What’s Cooking: Raspberry Chicken

What's Cooking

Raspberry Chicken

   Recipe By: Chef Lisa A. Heidelberg   

Cook Time: 15-18 mins

Serves: 4 servings

Ingredients

  • 4 boneless chicken breast approximately 5 oz each  
  • 1-3 tablespoon Buona Cucina Harissa Infused Oil
  • ½ cup chopped red onion or shallots
  • 1½ tsp Buona Cucina Za’atar seasoning 
  • 1 teaspoon kosher salt and fresh ground pepper
  • 4 (4-ounce) skinned, boned chicken breast halves or cutlets
  • 1/3 cup seedless raspberry preserves
  • 3 tablespoons Balsamic Vinegar
  • 1/4 teaspoon red pepper flakes (optional for a bigger punch of heat)

Instructions:

  • Combine  za’atar, and 1/2 teaspoon salt, 1/2 teaspoon pepper. 
  • Pound the chicken between 2 pieces of wax paper to even out the size, if necessary.
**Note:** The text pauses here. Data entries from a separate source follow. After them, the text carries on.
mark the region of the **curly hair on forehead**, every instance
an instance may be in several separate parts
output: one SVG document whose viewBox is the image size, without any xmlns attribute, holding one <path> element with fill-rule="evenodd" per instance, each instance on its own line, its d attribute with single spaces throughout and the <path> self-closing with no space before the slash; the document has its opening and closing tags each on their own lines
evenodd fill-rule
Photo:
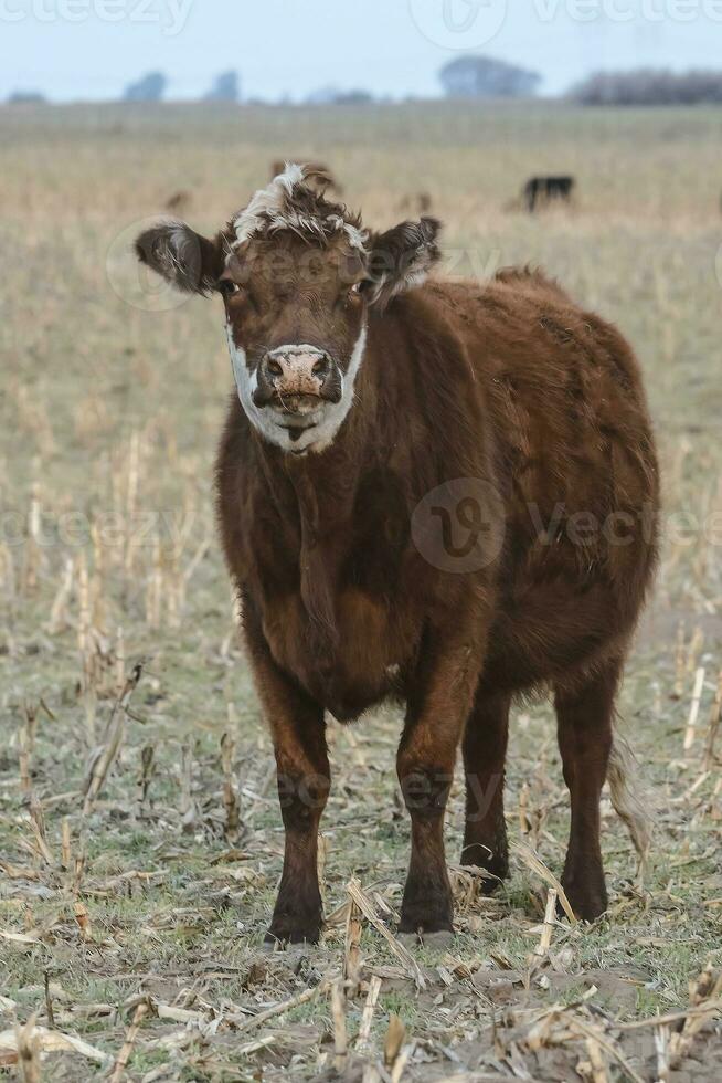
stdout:
<svg viewBox="0 0 722 1083">
<path fill-rule="evenodd" d="M 320 166 L 288 162 L 284 172 L 252 197 L 248 206 L 229 224 L 234 248 L 252 236 L 289 230 L 302 240 L 326 244 L 344 233 L 352 248 L 364 251 L 368 233 L 359 214 L 343 203 L 326 199 L 330 183 Z"/>
</svg>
Sprinkle the seasoning over chicken and set aside.
  • Chop onions or shallots and set aside. 
  • Heat oil in a large nonstick skillet over medium-high heat until hot.
  • Add chicken to skillet; sauté 4-5 minutes on each side until done. Do not overcook. Remove chicken from skillet; keep warm.
  • Reduce heat to medium, add onions and sauté 6-8 minutes until soft, picking up the bits from the pan.
  • Add the vinegar, preserves, remaining salt, and pepper, stirring constantly until the preserves melt and has slightly thickened, 5 minutes. Stir periodically so it does not burn. 
  • Return chicken to pan, turning to coat.
  • Cook 5 min longer spooning raspberry sauce over chicken until the sauce thickens and coats the chicken.
  • Adjust seasoning if necessary. Remove chicken to platter and spoon the glaze over the chicken. Enjoy!